Atalarımız hayatta kalabilmek için her gün kilometre kilometre yol kat ederken, biz şimdi en fazla ekran başından ekrana geçiyoruz. Peki ya insan bedeni? O hâlâ binlerce yıldır süregelen o dinamik yaşamın özlemini çekiyor.
Günümüzde amelî işleri giderek makinelere ve robotlara bırakırken, zaten oldukça hareketsiz olan yaşama tarzımızın daha da durgunlaşacağı aşikâr. Atalarımız hayatta kalabilmek için hareket etmek zorundaydı, oysa biz mecburiyetten uzaklaştıkça hareketi terk ettik. Bu durum insan fıtratına uygun değil.
Tarımın endüstrileşmesi ve veriminin artmasıyla üretim o kadar çoğaldı ki, ucuz ve bol kalori herkesin erişimine açıldı. İnsanoğlu şimdi hem fazla kalori alıyor hem de çok az hareket ediyor. Âdeta dış bir düşmana gerek kalmadan kendi sonunu hazırlıyor. Akıllı olan insan, yaratılışına uygun şekilde az yiyip çok hareket etmelidir.

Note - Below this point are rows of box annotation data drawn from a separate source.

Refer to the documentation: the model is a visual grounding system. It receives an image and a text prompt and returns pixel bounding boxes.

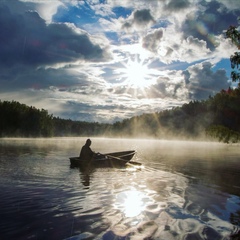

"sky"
[0,0,240,123]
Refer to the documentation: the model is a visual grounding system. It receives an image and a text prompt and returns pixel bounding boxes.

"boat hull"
[69,151,135,167]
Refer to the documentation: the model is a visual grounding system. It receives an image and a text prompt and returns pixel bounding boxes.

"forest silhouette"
[0,22,240,143]
[0,86,240,143]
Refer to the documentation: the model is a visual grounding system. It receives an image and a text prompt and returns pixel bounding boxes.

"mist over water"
[0,138,240,240]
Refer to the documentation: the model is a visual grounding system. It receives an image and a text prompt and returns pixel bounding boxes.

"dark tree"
[226,18,240,82]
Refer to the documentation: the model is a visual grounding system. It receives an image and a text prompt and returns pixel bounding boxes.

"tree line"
[0,100,108,137]
[0,21,240,143]
[0,85,240,143]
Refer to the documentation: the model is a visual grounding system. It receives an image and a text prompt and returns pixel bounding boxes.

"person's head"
[86,139,92,146]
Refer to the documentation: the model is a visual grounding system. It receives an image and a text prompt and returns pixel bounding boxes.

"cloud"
[181,1,240,51]
[164,0,190,12]
[0,2,110,66]
[122,9,155,31]
[183,62,230,100]
[142,29,163,52]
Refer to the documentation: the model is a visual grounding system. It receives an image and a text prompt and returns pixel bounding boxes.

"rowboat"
[69,150,135,167]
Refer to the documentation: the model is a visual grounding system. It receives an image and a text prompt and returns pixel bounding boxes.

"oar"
[104,154,127,162]
[105,154,142,167]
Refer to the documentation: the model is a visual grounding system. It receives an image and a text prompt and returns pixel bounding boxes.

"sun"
[119,58,152,88]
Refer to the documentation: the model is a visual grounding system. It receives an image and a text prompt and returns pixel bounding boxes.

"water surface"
[0,138,240,240]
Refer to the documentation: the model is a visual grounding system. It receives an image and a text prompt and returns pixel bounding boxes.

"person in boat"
[79,139,95,160]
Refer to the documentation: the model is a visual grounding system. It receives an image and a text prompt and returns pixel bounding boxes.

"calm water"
[0,138,240,240]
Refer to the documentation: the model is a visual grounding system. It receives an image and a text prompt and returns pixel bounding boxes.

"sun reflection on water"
[116,189,146,217]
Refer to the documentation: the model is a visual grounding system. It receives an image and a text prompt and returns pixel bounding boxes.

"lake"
[0,138,240,240]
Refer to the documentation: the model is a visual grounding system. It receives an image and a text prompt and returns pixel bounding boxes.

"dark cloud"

Bu konuda Bediüzzaman Said Nursî mükemmel bir örnektir. Kendisi iki saatlik bir çalışma için 2-3 saatlik mesafeyi kitaplarını sırtında taşıyarak yürüyerek gider ve gelirdi. Bunu kesinlikle vakit kaybı olarak görmüyor, bilakis hareketin, yük taşımanın, tırmanmanın, değişik mekânlarda bulunmanın ve açık havada gezmenin çalışma kadar kıymetli olduğunun farkındaydı.

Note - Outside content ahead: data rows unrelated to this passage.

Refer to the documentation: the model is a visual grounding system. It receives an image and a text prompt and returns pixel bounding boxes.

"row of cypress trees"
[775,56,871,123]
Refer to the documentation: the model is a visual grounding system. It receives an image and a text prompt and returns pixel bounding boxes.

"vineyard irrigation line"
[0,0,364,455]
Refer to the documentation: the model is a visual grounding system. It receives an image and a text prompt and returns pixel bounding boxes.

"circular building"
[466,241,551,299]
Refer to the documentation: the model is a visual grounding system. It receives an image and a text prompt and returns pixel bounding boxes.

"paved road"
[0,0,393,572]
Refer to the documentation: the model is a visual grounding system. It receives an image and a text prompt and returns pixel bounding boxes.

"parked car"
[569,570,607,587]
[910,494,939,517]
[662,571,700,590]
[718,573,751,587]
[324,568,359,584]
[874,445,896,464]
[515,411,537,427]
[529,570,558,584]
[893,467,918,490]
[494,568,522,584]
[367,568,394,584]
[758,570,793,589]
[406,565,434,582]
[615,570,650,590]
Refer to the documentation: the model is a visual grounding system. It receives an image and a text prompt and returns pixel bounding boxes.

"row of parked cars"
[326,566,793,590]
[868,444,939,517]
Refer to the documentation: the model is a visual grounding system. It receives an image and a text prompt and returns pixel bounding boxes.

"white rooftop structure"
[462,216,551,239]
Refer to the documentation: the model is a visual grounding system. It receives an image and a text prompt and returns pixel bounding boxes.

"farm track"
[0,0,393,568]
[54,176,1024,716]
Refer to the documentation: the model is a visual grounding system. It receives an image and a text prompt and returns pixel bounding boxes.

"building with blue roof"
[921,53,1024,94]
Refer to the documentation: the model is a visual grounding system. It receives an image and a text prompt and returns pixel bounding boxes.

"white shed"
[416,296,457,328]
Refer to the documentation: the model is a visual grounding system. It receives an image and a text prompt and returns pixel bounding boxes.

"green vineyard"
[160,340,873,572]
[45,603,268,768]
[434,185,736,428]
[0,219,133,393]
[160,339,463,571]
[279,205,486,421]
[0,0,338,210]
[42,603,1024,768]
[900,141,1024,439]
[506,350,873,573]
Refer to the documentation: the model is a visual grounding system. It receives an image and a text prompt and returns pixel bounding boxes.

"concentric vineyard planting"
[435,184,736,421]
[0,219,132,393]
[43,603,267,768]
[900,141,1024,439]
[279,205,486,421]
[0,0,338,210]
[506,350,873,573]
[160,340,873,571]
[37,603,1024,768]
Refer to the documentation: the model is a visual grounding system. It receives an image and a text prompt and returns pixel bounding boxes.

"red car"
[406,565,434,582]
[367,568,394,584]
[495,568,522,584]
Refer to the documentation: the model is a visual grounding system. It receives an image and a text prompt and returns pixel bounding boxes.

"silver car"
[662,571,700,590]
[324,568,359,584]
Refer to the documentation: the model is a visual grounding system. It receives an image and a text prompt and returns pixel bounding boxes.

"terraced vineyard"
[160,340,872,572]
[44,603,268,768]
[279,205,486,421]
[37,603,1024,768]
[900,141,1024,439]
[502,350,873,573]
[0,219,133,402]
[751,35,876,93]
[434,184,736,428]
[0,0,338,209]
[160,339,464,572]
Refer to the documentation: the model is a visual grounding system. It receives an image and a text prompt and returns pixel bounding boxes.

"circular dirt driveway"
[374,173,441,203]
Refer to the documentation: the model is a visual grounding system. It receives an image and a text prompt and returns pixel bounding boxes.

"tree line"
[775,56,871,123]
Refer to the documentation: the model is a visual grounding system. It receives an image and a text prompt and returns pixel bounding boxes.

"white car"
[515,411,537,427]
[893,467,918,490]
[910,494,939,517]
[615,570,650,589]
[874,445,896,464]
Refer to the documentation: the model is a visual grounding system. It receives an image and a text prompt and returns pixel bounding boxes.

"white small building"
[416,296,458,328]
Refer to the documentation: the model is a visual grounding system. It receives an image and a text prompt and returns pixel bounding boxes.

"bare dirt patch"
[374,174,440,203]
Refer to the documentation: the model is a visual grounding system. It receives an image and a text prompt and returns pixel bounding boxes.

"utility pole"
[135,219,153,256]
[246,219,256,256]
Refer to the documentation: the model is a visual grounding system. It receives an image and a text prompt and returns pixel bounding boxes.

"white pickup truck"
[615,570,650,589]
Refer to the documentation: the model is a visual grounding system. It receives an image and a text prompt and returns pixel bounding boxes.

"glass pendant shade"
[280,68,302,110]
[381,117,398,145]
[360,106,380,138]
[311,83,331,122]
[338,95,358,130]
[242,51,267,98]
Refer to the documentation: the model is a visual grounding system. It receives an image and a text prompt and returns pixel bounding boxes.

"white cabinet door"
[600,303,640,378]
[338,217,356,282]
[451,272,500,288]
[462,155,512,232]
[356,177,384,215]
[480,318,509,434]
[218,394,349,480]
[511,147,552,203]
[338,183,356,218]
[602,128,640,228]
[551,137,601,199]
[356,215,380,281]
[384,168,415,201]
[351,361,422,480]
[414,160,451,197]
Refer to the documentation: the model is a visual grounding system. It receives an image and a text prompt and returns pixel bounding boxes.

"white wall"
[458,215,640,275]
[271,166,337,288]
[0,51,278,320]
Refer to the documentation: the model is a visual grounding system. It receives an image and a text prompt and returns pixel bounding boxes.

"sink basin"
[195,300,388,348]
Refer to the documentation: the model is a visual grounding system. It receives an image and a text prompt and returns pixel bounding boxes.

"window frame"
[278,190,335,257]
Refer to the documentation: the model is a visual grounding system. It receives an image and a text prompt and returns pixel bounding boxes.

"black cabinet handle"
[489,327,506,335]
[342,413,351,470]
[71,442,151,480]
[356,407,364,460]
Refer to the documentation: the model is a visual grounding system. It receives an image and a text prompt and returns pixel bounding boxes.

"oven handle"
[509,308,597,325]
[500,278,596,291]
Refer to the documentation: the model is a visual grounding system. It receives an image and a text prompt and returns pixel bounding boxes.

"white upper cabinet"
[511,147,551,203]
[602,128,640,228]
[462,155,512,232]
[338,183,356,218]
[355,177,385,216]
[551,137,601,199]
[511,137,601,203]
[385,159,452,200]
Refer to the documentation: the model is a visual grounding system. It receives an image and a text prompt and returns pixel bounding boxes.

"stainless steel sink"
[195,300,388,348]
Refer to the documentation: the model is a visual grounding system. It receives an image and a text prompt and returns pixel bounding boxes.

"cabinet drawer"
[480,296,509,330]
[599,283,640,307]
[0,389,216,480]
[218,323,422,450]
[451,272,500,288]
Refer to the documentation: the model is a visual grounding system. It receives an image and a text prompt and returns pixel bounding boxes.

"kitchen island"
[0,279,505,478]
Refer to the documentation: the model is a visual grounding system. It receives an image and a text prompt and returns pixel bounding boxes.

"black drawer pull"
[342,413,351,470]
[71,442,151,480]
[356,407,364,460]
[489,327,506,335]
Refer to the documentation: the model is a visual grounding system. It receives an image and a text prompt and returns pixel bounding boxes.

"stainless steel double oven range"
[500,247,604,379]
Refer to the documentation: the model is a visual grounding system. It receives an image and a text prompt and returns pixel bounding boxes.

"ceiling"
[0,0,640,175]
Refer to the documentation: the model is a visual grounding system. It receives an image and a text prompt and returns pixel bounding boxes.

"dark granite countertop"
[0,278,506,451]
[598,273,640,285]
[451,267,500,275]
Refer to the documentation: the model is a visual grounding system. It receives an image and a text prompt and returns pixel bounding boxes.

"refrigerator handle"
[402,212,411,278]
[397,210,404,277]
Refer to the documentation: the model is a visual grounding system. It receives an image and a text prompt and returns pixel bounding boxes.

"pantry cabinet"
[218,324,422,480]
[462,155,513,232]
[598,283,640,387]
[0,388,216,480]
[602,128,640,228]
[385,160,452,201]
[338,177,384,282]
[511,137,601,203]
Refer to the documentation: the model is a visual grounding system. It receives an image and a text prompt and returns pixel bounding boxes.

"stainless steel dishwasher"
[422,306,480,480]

Bugün bilimin tavsiye ettiği hareketlerin neredeyse tamamını Bediüzzaman zaten yapıyordu. Sağlık konusunda da bir imam mesabesindeydi. Yeni dünyada sağlıklı kalmak istiyorsak, fıtratımıza uygun davranmalıyız.

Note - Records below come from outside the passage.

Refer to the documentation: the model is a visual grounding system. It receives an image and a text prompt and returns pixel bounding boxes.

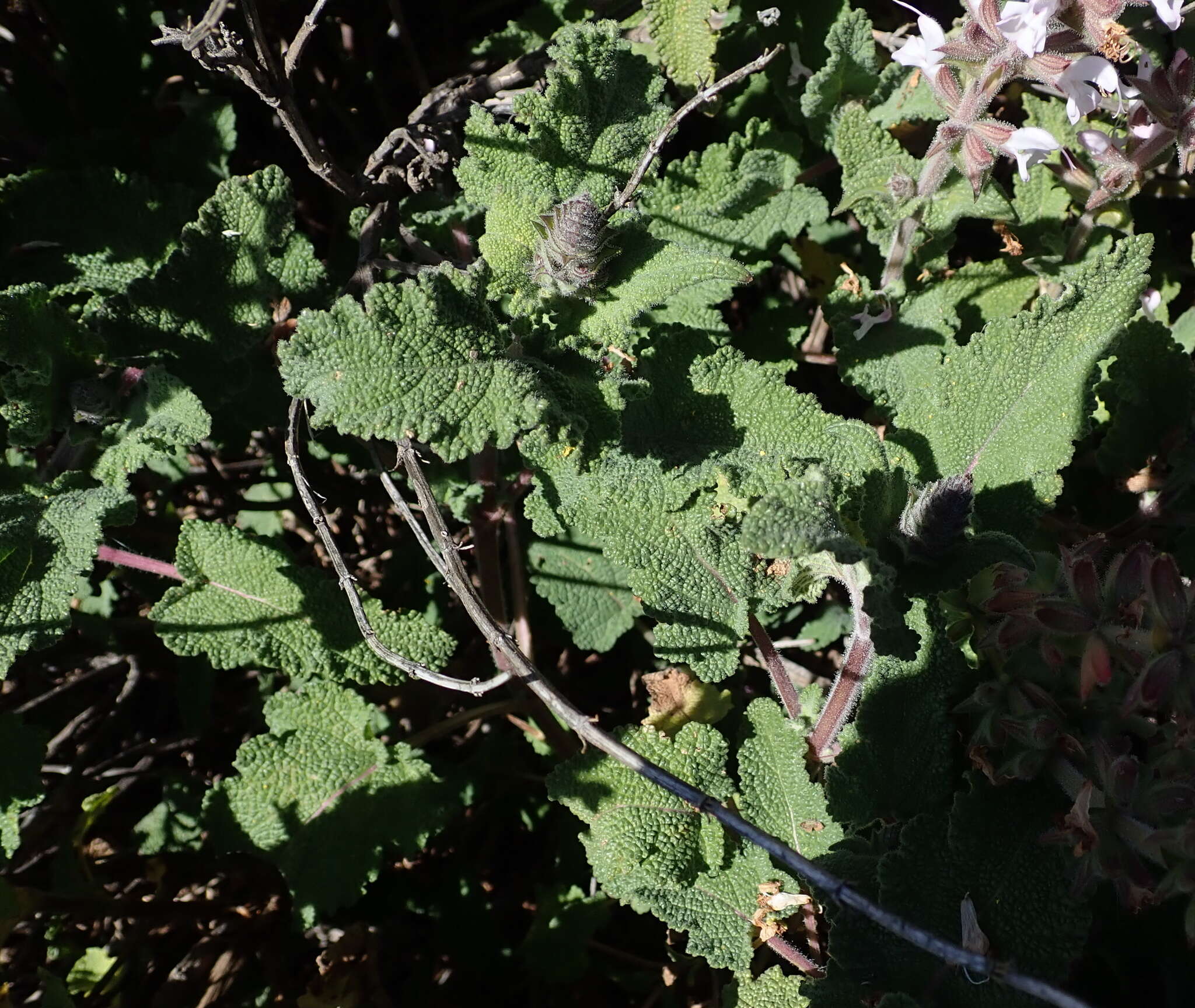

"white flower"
[1000,125,1063,182]
[851,305,893,340]
[1057,56,1121,123]
[893,0,946,80]
[995,0,1059,56]
[1079,129,1124,158]
[1149,0,1183,31]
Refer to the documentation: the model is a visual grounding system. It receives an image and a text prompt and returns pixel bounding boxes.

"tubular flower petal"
[1000,125,1063,182]
[1057,56,1121,123]
[893,0,946,80]
[995,0,1059,56]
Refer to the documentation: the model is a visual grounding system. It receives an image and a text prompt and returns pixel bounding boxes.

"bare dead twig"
[153,0,371,201]
[283,0,327,80]
[382,440,1090,1008]
[400,698,522,748]
[602,46,784,220]
[285,399,510,696]
[183,0,228,53]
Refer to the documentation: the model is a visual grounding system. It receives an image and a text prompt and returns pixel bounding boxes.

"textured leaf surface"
[843,236,1151,532]
[722,966,809,1008]
[739,697,843,857]
[826,601,975,826]
[547,722,731,890]
[522,335,880,682]
[0,711,46,860]
[1096,319,1195,477]
[801,7,879,118]
[643,0,728,88]
[92,366,211,487]
[149,521,454,683]
[831,777,1090,1008]
[100,166,324,424]
[278,266,543,461]
[558,225,752,351]
[527,536,643,652]
[868,60,946,129]
[0,472,131,669]
[621,846,798,972]
[0,168,198,295]
[547,723,798,971]
[456,22,668,311]
[204,682,455,927]
[519,885,613,984]
[0,284,93,447]
[831,104,1015,254]
[642,120,829,270]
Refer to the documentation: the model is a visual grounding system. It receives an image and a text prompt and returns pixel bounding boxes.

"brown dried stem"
[382,440,1089,1008]
[602,46,784,219]
[285,399,510,696]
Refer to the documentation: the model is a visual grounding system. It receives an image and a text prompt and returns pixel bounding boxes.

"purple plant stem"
[747,612,801,718]
[96,545,184,581]
[808,584,876,761]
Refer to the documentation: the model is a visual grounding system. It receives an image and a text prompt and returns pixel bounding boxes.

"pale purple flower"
[1057,55,1121,123]
[893,0,946,80]
[851,305,893,340]
[1079,129,1124,158]
[1149,0,1183,31]
[995,0,1060,56]
[1137,49,1153,80]
[1000,125,1063,182]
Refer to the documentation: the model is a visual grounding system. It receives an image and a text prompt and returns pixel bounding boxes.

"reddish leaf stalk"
[808,584,876,762]
[747,612,801,718]
[96,545,184,581]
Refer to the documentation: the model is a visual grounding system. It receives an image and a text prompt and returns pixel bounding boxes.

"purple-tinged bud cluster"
[957,537,1195,940]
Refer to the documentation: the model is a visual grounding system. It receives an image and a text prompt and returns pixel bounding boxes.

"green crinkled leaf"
[99,165,324,427]
[722,966,816,1008]
[841,236,1152,532]
[527,536,643,652]
[0,166,198,295]
[0,284,95,446]
[643,0,729,88]
[836,104,1015,261]
[642,120,829,274]
[547,722,798,971]
[519,884,613,984]
[132,780,203,855]
[547,722,731,890]
[149,521,454,683]
[831,775,1091,1008]
[278,266,544,462]
[456,22,668,312]
[521,334,882,682]
[91,366,211,487]
[868,60,948,129]
[0,472,132,669]
[621,846,799,972]
[801,7,879,118]
[557,225,752,353]
[739,697,843,857]
[0,711,46,860]
[826,600,975,826]
[1096,319,1195,477]
[203,682,455,927]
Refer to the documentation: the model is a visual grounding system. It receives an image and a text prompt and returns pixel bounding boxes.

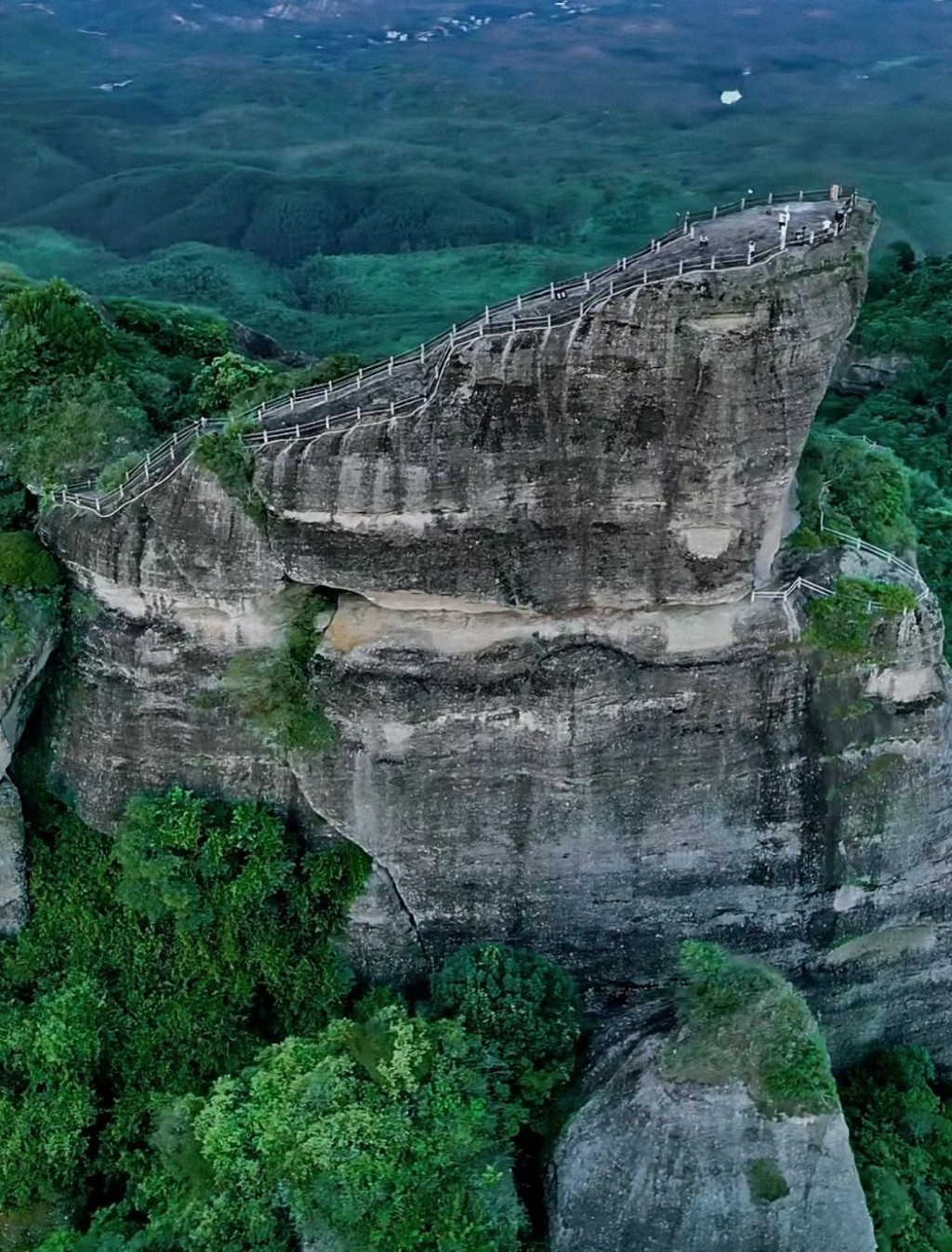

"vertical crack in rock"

Zira “zahmet olmadan rahmet olmaz” düsturu burada çok anlamlı. Bir uzvun rahatı çalışmak ve mücadele etmektir. O uzvun çalışmaması ise kaybolmasına yol açar. İngilizce bir deyimle söylersek: “Use it or lose it” (Kullanmazsan kaybedersin).
Konuyla ilgili daha detaylı bilgi için Michael Easter’ın “Konfor Krizi” ve Peter Attia’nın “Outlive” kitapları tavsiye edilir.
Unutmayalım ki, hayat hareket demektir. Her adım, her çaba, her yük taşıma eylemi aslında sağlığımıza yapılmış sessiz bir yatırımdır. Teknolojinin kolaylaştırıcı imkânlarından faydalanırken, atalarımızdan miras aldığımız hareket kültürünü de yanımızda taşımalıyız.
Bediüzzaman’ın hayat felsefesi bize gösteriyor ki, zahmet olmadan rahmet de olmaz. Bedenimiz çalışmak, zorlanmak ve hareket etmek için yaratılmıştır. Şimdi sizin seçiminiz: Ya fıtratımıza uygun yaşayacağız ya da teknolojinin âtıl bıraktığı bir nesil olarak tarih sayfalarında kalacağız.
Az yiyin, çok hareket edin. Çünkü sağlık, size emanet edilen en değerli hazinedir.